Everyone in Denver knows that we have a housing affordability crisis but what are we always discussing? Adding to our parking minimums and thereby increasing the cost of housing. Everyone in Denver knows we have a traffic problem but what do we find ourselves talking about? Adding parking to make it easier to bring more cars into congested neighborhoods. Everyone in Denver has acknowledged that we need to make the city more walkable, bikeable, and transit friendly and yet what do we ruminate about? Increasing parking minimums as if they will accomplish any of those things. Why is this?

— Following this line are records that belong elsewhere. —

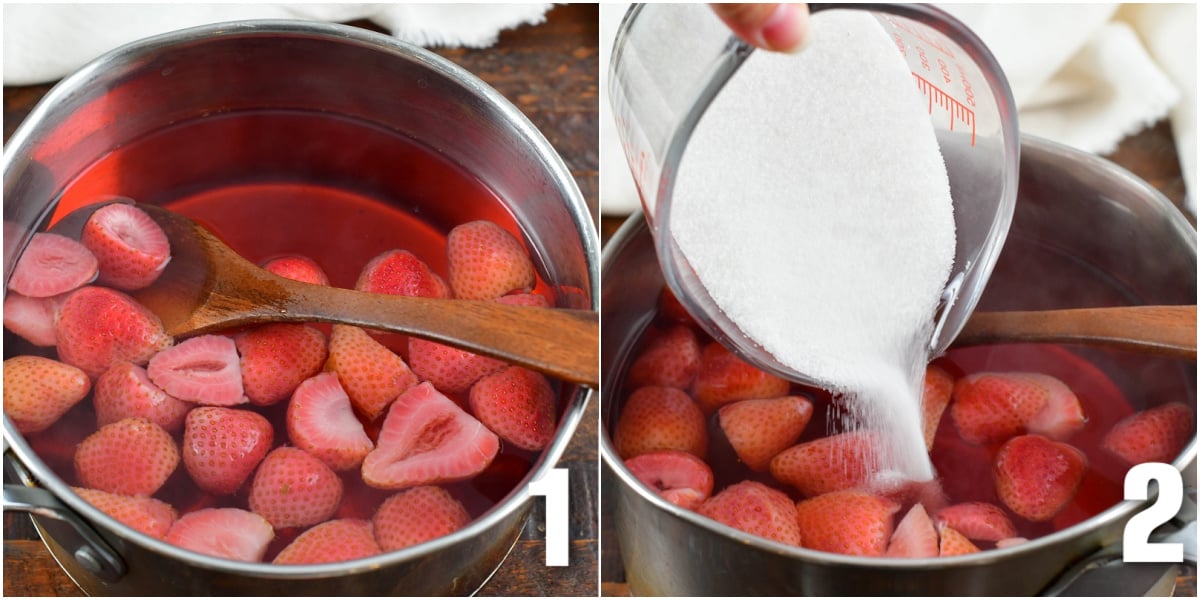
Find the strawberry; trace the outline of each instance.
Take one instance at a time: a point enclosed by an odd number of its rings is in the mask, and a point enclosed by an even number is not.
[[[197,487],[232,494],[275,442],[265,416],[245,409],[197,407],[184,424],[184,468]]]
[[[700,368],[700,342],[686,325],[662,331],[634,359],[625,383],[632,388],[661,385],[686,390]]]
[[[82,487],[126,496],[152,496],[179,466],[170,433],[133,416],[106,425],[76,449]]]
[[[174,343],[152,312],[121,292],[95,286],[66,298],[54,332],[59,359],[90,377],[119,362],[145,365]]]
[[[799,546],[796,505],[786,493],[757,481],[740,481],[704,500],[697,511],[734,529]]]
[[[187,402],[217,407],[248,402],[238,346],[222,335],[192,337],[155,354],[146,374],[163,391]]]
[[[29,298],[8,292],[4,298],[4,326],[34,346],[49,348],[59,343],[55,325],[66,294]]]
[[[308,257],[299,254],[276,257],[263,263],[263,269],[292,281],[329,286],[329,276],[316,260]]]
[[[342,480],[319,458],[299,448],[271,450],[250,484],[250,510],[276,529],[325,521],[341,502]]]
[[[446,236],[450,288],[455,298],[488,300],[529,292],[536,283],[533,260],[520,240],[491,221],[473,221]]]
[[[175,509],[156,498],[109,493],[86,487],[71,490],[101,512],[151,538],[160,540],[166,538],[167,530],[175,522]]]
[[[167,542],[184,550],[230,560],[257,563],[275,539],[265,518],[242,509],[200,509],[170,526]]]
[[[853,431],[797,444],[770,460],[770,474],[808,497],[859,487],[877,468],[875,434]]]
[[[979,546],[971,544],[971,540],[968,540],[966,535],[962,535],[953,527],[941,526],[938,530],[942,539],[937,545],[937,556],[956,557],[960,554],[979,552]]]
[[[803,396],[739,400],[718,410],[725,438],[751,470],[763,472],[770,460],[800,439],[812,418]]]
[[[1018,436],[1000,448],[992,478],[1001,502],[1030,521],[1049,521],[1075,497],[1087,457],[1076,448],[1037,434]]]
[[[920,503],[913,504],[900,520],[884,556],[890,558],[932,558],[938,553],[937,529]]]
[[[182,427],[184,416],[192,408],[191,403],[162,391],[146,370],[132,362],[119,362],[96,379],[92,403],[98,427],[127,416],[143,416],[169,432]]]
[[[362,480],[398,490],[470,479],[487,468],[500,439],[428,382],[401,394],[388,409]]]
[[[656,450],[680,450],[704,458],[708,454],[704,413],[674,388],[638,388],[620,410],[613,445],[626,461]]]
[[[367,263],[354,289],[373,294],[450,298],[450,286],[407,250],[389,250]]]
[[[325,334],[302,324],[274,323],[234,337],[241,354],[241,385],[252,404],[287,398],[300,382],[320,372],[329,356]]]
[[[1043,382],[1027,373],[970,374],[954,384],[950,418],[962,439],[992,444],[1024,432],[1048,396]]]
[[[922,430],[925,433],[925,450],[934,449],[934,436],[942,421],[942,413],[954,394],[954,378],[937,365],[925,367],[925,388],[920,395]]]
[[[362,464],[374,449],[335,373],[320,373],[296,388],[288,403],[287,427],[296,448],[334,470]]]
[[[470,515],[450,492],[419,486],[388,497],[371,518],[384,552],[407,548],[462,529]]]
[[[280,551],[272,564],[320,564],[373,557],[382,552],[370,521],[335,518],[313,526]]]
[[[964,502],[946,506],[937,511],[937,523],[953,527],[972,540],[1000,541],[1016,536],[1016,527],[1004,510],[986,502]]]
[[[541,450],[554,437],[554,390],[546,376],[505,367],[470,386],[470,412],[505,442]]]
[[[508,366],[503,360],[419,337],[408,340],[408,360],[418,377],[446,394],[462,394],[485,376]]]
[[[625,468],[647,487],[676,506],[697,510],[713,493],[713,469],[679,450],[640,454]]]
[[[132,204],[108,204],[92,212],[80,241],[100,262],[100,283],[118,289],[154,283],[170,260],[167,234]]]
[[[42,356],[4,361],[4,412],[22,433],[54,425],[89,390],[91,379],[78,367]]]
[[[8,277],[8,289],[29,298],[49,298],[96,280],[100,264],[82,244],[54,233],[35,233]]]
[[[796,505],[804,547],[839,554],[881,557],[892,540],[900,505],[878,496],[844,490]]]
[[[404,359],[354,325],[334,325],[325,370],[337,373],[354,409],[370,421],[418,383]]]
[[[718,342],[709,342],[700,355],[691,392],[704,414],[710,414],[738,400],[786,396],[790,388],[786,379],[751,366]]]
[[[1102,448],[1129,464],[1171,462],[1192,439],[1194,428],[1192,407],[1169,402],[1122,419],[1104,436]]]

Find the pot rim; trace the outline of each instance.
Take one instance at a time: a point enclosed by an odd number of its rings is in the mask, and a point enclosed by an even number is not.
[[[1153,205],[1160,214],[1163,214],[1171,226],[1180,229],[1181,235],[1184,238],[1190,238],[1192,246],[1195,247],[1196,244],[1196,230],[1188,223],[1183,214],[1176,209],[1170,200],[1166,199],[1158,190],[1151,186],[1148,182],[1141,178],[1134,175],[1123,167],[1115,164],[1100,156],[1084,152],[1075,148],[1060,144],[1049,139],[1039,138],[1030,134],[1021,134],[1021,151],[1022,154],[1030,150],[1033,155],[1038,154],[1051,154],[1060,156],[1068,161],[1075,161],[1080,164],[1090,167],[1090,172],[1094,173],[1097,178],[1108,179],[1116,185],[1124,188],[1135,191],[1140,197],[1145,199],[1146,203]],[[646,232],[648,234],[649,229],[646,223],[646,217],[641,210],[630,215],[620,228],[613,234],[612,239],[605,246],[605,251],[600,257],[600,272],[607,272],[616,260],[616,257],[624,250],[624,247],[632,240],[637,234]],[[644,324],[643,324],[644,325]],[[626,348],[628,349],[628,348]],[[616,385],[612,385],[613,380],[605,379],[601,382],[601,389],[617,390]],[[728,538],[738,544],[750,546],[761,552],[769,552],[773,554],[780,554],[786,558],[792,558],[796,560],[803,560],[806,563],[812,563],[824,566],[848,566],[848,568],[875,568],[875,569],[895,569],[904,571],[913,570],[937,570],[947,566],[983,566],[992,563],[1003,562],[1010,557],[1034,552],[1039,548],[1052,546],[1073,538],[1078,538],[1088,532],[1104,528],[1105,526],[1118,523],[1128,520],[1136,510],[1142,506],[1150,505],[1153,502],[1153,497],[1147,500],[1122,500],[1098,515],[1075,523],[1066,529],[1055,532],[1049,535],[1043,535],[1040,538],[1032,539],[1024,544],[1018,544],[1015,546],[1009,546],[1007,548],[992,548],[986,552],[977,552],[971,554],[960,554],[954,557],[938,557],[938,558],[886,558],[886,557],[857,557],[848,554],[836,554],[832,552],[823,552],[811,548],[791,546],[787,544],[778,542],[774,540],[768,540],[766,538],[760,538],[757,535],[750,535],[740,529],[734,529],[730,526],[719,523],[708,517],[700,515],[698,512],[679,508],[661,496],[659,496],[654,490],[641,482],[628,468],[625,468],[624,461],[617,455],[616,448],[612,445],[611,434],[608,431],[608,419],[610,414],[606,414],[605,408],[611,408],[614,404],[608,404],[605,397],[601,397],[601,415],[600,415],[600,457],[601,461],[612,470],[613,474],[620,480],[620,484],[631,490],[634,493],[641,497],[643,502],[648,502],[656,509],[665,511],[674,518],[683,520],[692,526],[700,527],[702,529],[708,529],[715,534]],[[1178,457],[1171,463],[1172,467],[1184,473],[1186,469],[1195,467],[1196,458],[1196,437],[1193,436],[1192,440],[1183,449]]]
[[[599,256],[599,236],[593,226],[592,215],[583,200],[578,184],[566,168],[562,156],[554,150],[546,137],[536,126],[517,109],[499,91],[485,83],[482,79],[470,73],[457,64],[444,59],[419,46],[383,35],[366,29],[343,25],[336,23],[310,22],[301,19],[246,19],[212,23],[198,25],[155,36],[145,37],[94,59],[79,70],[62,78],[46,96],[37,103],[34,110],[22,121],[13,132],[8,144],[4,149],[0,168],[7,174],[13,161],[22,155],[23,149],[31,143],[30,138],[36,124],[47,118],[52,107],[64,102],[76,90],[88,85],[98,73],[103,73],[115,65],[127,62],[138,58],[150,56],[157,49],[179,43],[203,42],[224,37],[306,37],[325,40],[334,43],[359,46],[373,52],[390,54],[401,60],[416,62],[425,68],[446,77],[462,85],[472,94],[479,96],[485,103],[494,108],[502,119],[509,122],[520,138],[523,138],[536,152],[548,176],[559,184],[565,209],[571,215],[576,232],[582,244],[582,250],[587,260],[589,295],[592,308],[599,308],[599,265],[595,257]],[[29,235],[32,232],[28,233]],[[23,240],[22,246],[28,242]],[[5,455],[10,452],[17,457],[20,466],[30,472],[37,484],[49,490],[60,502],[65,503],[74,512],[80,515],[89,524],[100,523],[108,532],[114,532],[121,539],[133,541],[148,547],[160,554],[166,554],[173,559],[188,565],[200,566],[214,571],[234,575],[248,575],[260,578],[276,580],[307,580],[316,577],[337,577],[365,570],[386,568],[391,564],[404,563],[425,554],[444,551],[449,547],[466,542],[498,523],[509,518],[514,512],[523,510],[532,502],[529,482],[536,481],[546,475],[562,458],[574,437],[580,421],[583,418],[588,401],[595,395],[595,390],[576,386],[570,401],[563,410],[558,421],[558,432],[551,444],[542,451],[538,462],[534,463],[529,473],[516,487],[494,506],[485,511],[462,529],[434,540],[430,540],[415,546],[385,552],[373,557],[366,557],[340,563],[325,563],[312,565],[275,565],[270,563],[247,563],[224,558],[200,554],[193,551],[167,544],[166,541],[151,538],[146,534],[116,521],[107,514],[100,511],[90,503],[76,494],[61,478],[59,478],[41,458],[32,451],[24,437],[16,426],[4,415],[4,444]],[[6,485],[11,485],[6,481]],[[398,492],[398,490],[397,490]],[[497,568],[503,560],[497,564]]]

We’ve thought a great deal about people who have cars and how to make their lives easier by adding more parking, but we’ve seemingly given little thought to making it easier for people who don’t want cars, who don’t need cars, or who can’t afford cars—a not insignificant portion of the city. If we want to make it easier for people to choose transportation other than cars and reduce the need for car ownership, we have to build compact, walkable neighborhoods. The small mixed-use lots which were the impetus for the formation of the recent “small lot parking exemption study” created by Councilmen Brooks & Kashmann support exactly that kind of development. Unfortunately the group was convened on the presumption that developments without parking are a problem when in fact they are the solution.
I used to live in the neighborhood of Clayton, which is northwest of Colorado and Martin Luther King Jr. Boulevard. It’s full of single family homes and has plentiful street parking. Now I live in Capitol Hill, which is full of apartment buildings and has just as much street parking but it’s always full. In Clayton I could always park in front of my house; but you know what? There were very few jobs. There were also no restaurants, coffee shops, clothing or hardware stores. In Capitol Hill I can walk to four grocery stores. In Clayton I had to drive three miles just to get to one. In Capitol Hill if I need to do so I can walk downtown or bike to Cherry Creek for every modern American need. But the parking is terrible.
Now guess which residence has a cheaper mortgage? Guess which place actually reduces my cost of living? Which neighborhood has a greater diversity of housing, incomes, and opportunities? I met some great people in Clayton but for a financially viable neighborhood full of convenience and opportunity, Capitol Hill wins out. The problem is there are so many people focused on making parking easy that they’ve forgotten what it is to make living easy. Or affordable. Denver doesn’t need parking minimums—it needs to get rid of parking minimums and allow the kind of development that produces neighborhoods where cars aren’t needed.